Around the end of 2002, I started coloring THE FORTY-NINERS. I had taken a Photoshop class in 1993, and by 2002 I was using it for cover design at a print-on-demand publisher. I was tragically bored at that dreary, dreary office job, and I quit in 2003, foolishly assuming that coloring was some sort of real job. On Monday, August 4th of that year, I started my life as a “full-time” professional comic book colorist. I sat down at the computer after breakfast, and stopped for lunch on the back deck with my wife Ellen and one year-old son. I picked blueberries in the back yard for our dessert. Life is good.

To the right is the first bit of conceptual art I got from Gene, and possibly the first thing I had colored–albeit very simply–since 1994 (for a comic called Exile Earth, but more on that later).

Below is the image I put together for the stamp seen on the box containing Leni’s Besensteil on page 20. It’s the old Comics Code Authority seal of approval – in German! We comic artists love our visual jokes and homages.

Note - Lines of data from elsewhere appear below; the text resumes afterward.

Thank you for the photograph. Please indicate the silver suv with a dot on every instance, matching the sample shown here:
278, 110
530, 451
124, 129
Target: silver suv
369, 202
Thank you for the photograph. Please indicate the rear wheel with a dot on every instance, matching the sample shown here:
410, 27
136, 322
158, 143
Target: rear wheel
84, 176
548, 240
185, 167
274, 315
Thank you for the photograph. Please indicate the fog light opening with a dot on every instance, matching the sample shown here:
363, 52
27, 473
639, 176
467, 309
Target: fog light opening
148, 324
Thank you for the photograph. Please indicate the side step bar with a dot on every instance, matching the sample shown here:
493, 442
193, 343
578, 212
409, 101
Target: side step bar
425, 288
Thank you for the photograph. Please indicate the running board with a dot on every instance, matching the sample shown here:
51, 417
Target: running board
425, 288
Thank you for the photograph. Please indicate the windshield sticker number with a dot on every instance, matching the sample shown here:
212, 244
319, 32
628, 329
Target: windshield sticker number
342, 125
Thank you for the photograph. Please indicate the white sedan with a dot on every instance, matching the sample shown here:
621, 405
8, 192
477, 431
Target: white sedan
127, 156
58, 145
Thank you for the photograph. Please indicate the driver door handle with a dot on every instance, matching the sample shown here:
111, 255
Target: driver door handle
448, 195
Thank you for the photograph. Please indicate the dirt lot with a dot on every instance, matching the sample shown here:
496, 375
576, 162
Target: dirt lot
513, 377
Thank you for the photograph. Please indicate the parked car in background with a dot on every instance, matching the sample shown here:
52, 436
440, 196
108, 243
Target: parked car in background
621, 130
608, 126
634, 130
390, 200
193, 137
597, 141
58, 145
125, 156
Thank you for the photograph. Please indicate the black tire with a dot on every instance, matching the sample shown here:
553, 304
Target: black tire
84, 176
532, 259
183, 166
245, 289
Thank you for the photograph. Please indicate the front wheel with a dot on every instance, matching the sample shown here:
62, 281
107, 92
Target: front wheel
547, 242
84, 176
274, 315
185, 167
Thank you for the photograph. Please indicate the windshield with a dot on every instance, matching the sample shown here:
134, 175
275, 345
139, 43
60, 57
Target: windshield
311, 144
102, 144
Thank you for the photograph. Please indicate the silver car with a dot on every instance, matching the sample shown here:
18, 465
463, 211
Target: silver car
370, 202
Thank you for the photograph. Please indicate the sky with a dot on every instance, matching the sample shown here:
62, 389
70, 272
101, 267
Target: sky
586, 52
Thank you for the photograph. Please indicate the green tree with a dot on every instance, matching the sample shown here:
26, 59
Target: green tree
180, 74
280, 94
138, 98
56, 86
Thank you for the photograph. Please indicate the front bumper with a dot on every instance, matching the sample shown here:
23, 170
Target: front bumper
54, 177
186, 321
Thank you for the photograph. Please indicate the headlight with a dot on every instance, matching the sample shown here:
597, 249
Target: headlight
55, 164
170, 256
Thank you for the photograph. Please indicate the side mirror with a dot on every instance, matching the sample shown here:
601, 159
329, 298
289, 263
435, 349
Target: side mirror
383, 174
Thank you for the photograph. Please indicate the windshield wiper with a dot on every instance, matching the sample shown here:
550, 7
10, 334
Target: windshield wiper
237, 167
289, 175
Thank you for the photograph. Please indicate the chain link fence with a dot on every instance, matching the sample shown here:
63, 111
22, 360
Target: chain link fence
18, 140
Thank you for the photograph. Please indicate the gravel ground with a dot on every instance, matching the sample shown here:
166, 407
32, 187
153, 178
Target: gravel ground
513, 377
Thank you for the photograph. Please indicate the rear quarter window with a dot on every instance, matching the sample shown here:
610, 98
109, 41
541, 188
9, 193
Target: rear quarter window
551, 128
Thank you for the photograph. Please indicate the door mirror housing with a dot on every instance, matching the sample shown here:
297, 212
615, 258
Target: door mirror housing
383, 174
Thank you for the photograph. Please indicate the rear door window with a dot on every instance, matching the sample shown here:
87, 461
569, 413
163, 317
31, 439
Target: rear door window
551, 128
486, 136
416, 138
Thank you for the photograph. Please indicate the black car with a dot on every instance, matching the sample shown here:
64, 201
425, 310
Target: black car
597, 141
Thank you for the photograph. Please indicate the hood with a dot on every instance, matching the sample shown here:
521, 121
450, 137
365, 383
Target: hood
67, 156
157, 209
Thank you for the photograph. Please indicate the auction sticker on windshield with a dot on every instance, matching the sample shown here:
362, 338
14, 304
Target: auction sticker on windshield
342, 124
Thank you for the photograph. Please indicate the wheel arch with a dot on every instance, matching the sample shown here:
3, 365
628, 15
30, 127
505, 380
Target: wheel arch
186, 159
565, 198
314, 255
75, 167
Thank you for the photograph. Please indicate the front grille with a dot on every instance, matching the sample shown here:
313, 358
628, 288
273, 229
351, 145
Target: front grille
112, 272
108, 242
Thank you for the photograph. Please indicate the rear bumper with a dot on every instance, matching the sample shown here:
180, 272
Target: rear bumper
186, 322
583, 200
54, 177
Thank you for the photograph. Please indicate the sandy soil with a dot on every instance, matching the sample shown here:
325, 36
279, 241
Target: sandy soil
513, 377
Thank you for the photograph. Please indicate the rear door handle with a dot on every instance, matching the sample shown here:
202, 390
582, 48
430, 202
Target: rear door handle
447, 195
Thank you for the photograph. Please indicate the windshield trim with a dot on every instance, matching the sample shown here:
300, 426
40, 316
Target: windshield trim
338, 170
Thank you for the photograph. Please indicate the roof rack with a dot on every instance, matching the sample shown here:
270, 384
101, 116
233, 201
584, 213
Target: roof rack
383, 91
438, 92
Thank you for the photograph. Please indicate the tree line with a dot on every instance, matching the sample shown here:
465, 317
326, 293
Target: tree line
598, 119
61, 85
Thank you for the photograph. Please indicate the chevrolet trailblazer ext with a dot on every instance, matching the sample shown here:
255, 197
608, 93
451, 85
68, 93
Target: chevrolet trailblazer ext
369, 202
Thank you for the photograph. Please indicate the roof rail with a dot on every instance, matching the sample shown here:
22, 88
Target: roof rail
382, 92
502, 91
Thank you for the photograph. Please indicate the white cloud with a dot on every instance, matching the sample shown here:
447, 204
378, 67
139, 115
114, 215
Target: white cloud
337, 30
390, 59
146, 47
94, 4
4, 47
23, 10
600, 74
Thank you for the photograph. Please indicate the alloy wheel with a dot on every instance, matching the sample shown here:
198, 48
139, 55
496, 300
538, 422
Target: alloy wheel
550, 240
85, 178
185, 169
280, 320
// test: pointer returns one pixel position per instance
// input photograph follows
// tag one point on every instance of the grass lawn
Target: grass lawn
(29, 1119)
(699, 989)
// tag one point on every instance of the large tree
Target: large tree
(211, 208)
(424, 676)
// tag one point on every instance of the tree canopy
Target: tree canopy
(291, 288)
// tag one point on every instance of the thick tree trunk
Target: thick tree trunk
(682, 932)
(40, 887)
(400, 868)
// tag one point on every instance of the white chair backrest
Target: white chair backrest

Unfairly uncredited in the book is my wife Ellen Starr Lyon. Ellen is a very talented oil painter, and she wrestled with watercolors for the sake of moving the pages along at a quicker pace, laying down some background and character ink-washes.  I discussed her being credited with me as a colorist very early on in the process, and I guess I assumed that was all settled, and forgot about it. When the hardcover edition was published and I saw her name was not there, I pointed it out but clearly didn’t put a fine enough point on it, because her name is also not in the trade paperback edition. Grrr. I’m going to see what I can do about future editions.

So, clearly I had almost no idea what I was doing on this book, both as a colorist and as a professional. I mean, colored a third of it on a 13″ monitor with a mouse! Yeesh.

Even my amateur sensibilities and lack of know-how couldn’t ruin another Moore/Ha masterpiece, though: it won the Eisner award for 2005’s Best Graphic Album (New). I went to the 2006 San Diego Comicon despite the expense, and wound up viewing the awards ceremony with the audience rather than sitting at the guest/nominees tables because I wasn’t on the stupid guest list–though technically I wasn’t nominated. That’s what I get for not being more assertive: I missed out on the guests-only dinner tables and had to settle for the audience’s finger-food buffet of weak-sauced meatballs and bread!

Did I mention this thing took about 2 years to finish? Because it did.

I think I got the hang of it about half way through–just in time for the vampire brothel sequence!